Come sciogliere l'occlusione intestinale?

Trattamento dell'occlusione intestinale

Vengono somministrati in vena (per via endovenosa) liquidi ed elettroliti (sodio, cloro e potassio), al fine di compensare la perdita di acqua e sali dovuta al vomito o alla diarrea.

Quali sono le cause della morte per occlusione intestinale?
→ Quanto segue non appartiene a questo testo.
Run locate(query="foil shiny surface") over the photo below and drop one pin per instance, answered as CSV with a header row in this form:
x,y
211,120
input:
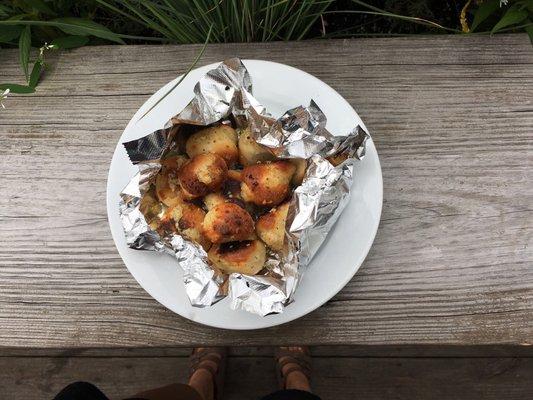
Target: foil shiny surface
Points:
x,y
223,94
Gli episodi di blocco intestinale non gravi tendono ad avere una prognosi positiva, con una bassa percentuale di mortalità che varia dal 3% al 5%. Nei casi di blocco intestinale grave, la prognosi risulta però essere meno favorevole con un tasso di mortalità che supera il 30%.

Cosa bere per blocco intestinale?

Fondamentale è anche l'idratazione: si raccomanda quindi di bere almeno due litri di liquidi al giorno, tra acqua, infusi e tisane, brodi, succhi e/o centrifugati di frutta o verdura. Possono essere adatti anche gli integratori con sali minerali, mentre sono assolutamente da evitare le bevande gassate e gli alcolici.

Quanto dura un blocco digestivo?

La durata del disturbo varia dalle due alle tre ore, con uno strascico di sintomi quali mal di testa e spossatezza. Le cause principali della congestione digestiva sono l'esposizione al freddo dopo un pasto abbondante o il consumo di bevande ghiacciate durante il caldo.